In this new future humans are still at war with the Arachnids for some reason, but that’s okay because the Federation has a new Sky Marshall that sings and dances (literally) and everyone loves him. And ‘ole Roughneck John Rico is still in the military, saving civilization with his still chiseled, but gravity hurting jaw line. The only familiar things to be found, other than the comparably satirical universe in which this shebang resides, are Casper Van Dien and the bugs with long beaks. No other returning actors, no super clever winks to the original. Well, that’s not true. The brain bug captured on Planet P returns, but at twice the size and with powers it didn’t have before. The lack of clever stands, though.
Aside from Dien, the only name is Jolene Blalock, who plays pilot Lola Beck, who is in a relationship with Dien’s pal Dix Hauser, whose name will survive long after ST3:M fades. There is an odd triangle between the three, which sometimes makes sense, but often doesn’t. Tacked on is the new Sky Marshall, whose role in the plot is obvious from the first time we see him, and a weird religious fervor that I somehow missed the introduction of. At one point in the movie everyone was talking about religion and I don’t know why.
Acting is, well, lips moving and sounds being made.

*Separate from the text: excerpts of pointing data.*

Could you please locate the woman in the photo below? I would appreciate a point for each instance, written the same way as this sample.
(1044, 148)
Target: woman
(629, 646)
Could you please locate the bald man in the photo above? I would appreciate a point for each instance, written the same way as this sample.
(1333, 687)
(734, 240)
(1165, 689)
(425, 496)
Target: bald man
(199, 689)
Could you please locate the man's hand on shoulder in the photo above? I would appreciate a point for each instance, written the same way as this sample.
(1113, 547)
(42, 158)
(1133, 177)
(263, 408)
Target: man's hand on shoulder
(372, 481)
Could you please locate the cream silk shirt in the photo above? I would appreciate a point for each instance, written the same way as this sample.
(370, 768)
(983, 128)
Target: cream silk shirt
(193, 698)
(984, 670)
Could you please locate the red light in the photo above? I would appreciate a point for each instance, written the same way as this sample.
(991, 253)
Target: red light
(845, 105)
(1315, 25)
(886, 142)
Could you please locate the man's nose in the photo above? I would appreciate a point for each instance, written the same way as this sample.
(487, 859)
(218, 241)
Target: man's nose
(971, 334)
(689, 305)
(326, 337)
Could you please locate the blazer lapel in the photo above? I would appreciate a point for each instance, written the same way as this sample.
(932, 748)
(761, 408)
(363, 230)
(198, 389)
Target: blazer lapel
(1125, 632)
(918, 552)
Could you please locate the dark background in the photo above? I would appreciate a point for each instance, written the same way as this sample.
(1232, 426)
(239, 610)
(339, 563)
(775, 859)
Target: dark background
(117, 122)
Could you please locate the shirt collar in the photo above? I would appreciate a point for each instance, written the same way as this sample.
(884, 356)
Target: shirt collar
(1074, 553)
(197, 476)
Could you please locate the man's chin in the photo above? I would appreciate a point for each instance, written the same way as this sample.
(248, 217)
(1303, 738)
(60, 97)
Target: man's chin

Dien is Dien. I’m not one of Blalock’s fans from her “ENTERPRISE” days, so this is my first impression of her outside of a magazine spread. Granted she isn’t given much material to work with, but I remain a non-member of her fan club. Plus, her lips change color quite often during the same scene. Not her fault, but funny nonetheless.
The special effects are nothing of the sort. In the interest of full disclosure, I did watch this in HD. Transferring computer generated imagery as featureless as this to Blu-ray is putting lipstick and a dress on the Montauck Monster. Night often hides much of the polygon shortcomings, but is also the backdrop for many a insert shot. The action is routinely interrupted by logistical limitations (such as the kind solved in post-production by the aforementioned insert), but Neumeier does a satisfactory job at salvaging what hes got.
The satire is in full effect, but also narrowed with all the precision of a belly flop. It is almost as if Neumeier’s script for STARSHIP TROOPERS 3 just wants desperately to make fun of something regardless of accuracy. In the end the joke is on him, because none of the satire is consistent and occasionally borders on complete non-relevance.
It would be stupid to recommend MARAUDER to anyone who isn’t a diehard fan of the original film. I even have a hard time recommending it to people like me. Standing alone, the movie does very little to earn its keep (though the new brain bug is pretty cool), but nostalgia for the series and a vault of well intentions are enough to save the picture from disgrace. There is certainly no urgency to get on this. If it happens, it happens. Just roll with it. Someone needed a paycheck, maybe some day you’ll need something to watch and all will be kismet.